According to a breach notification letter obtained by DataBreaches.net, the for-profit American health insurance company learned on 25 October 2018 that bad actors had gained access to the system credentials of some employees at Bankers Life, one of Humana’s business partners. Those individuals then used those credentials to enter secure Bankers Life websites. There, they might have stolen the personal data of individuals who had applied for a Humana health insurance policy through those sites.

Bankers Life first learned of this incident on 7 August 2018. With the help of an external forensics investigator, the primary subsidiary of CNO Financial Group, Inc. determined that the unauthorized parties had accessed some of its employees’ credentials between 30 May 2018 and 13 September 2018. During that time, those bad actors might have acquired customers’ names, addresses, dates of birth, limited health insurance information and the last four digits of their Social Security Numbers.

Bankers Life’s investigation revealed that the incident didn’t expose the full Social Security Numbers, driver’s license numbers, financial information or sensitive medical data of most affected customers.

Following its discovery of the potential data breach, Bankers Life sent notification letters to 566,217 customers in which it offered them one year of free identity repair and credit monitoring services. It also urged them to monitor their credit reports and banking accounts for suspicious activity.

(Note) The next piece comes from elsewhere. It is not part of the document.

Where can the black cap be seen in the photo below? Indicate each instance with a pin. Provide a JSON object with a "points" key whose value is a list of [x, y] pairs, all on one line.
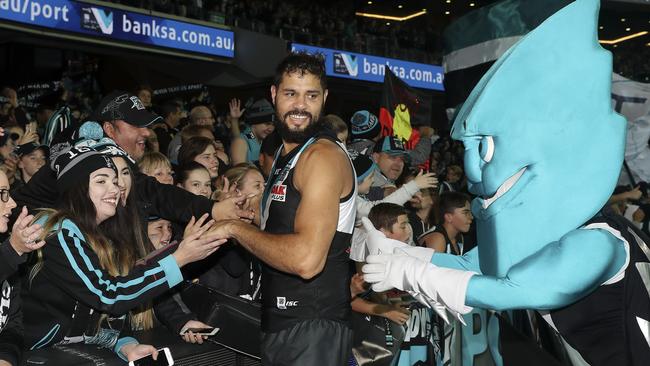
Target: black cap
{"points": [[29, 147], [75, 164], [121, 105]]}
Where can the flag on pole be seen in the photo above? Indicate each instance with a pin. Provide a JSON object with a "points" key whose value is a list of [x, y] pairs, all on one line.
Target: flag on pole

In its breach notification letter, Humana took a moment to inform customers of their options:

We want you to know that at Humana we take seriously our responsibility to ensure the security of your information. We regret any concern this incident might have caused. You have privacy rights under a Federal law that protects your health information. It is important for you to know that you can exercise these rights, ask questions about them, and file a complaint if you think Humana has not taken adequate steps to protect your health information.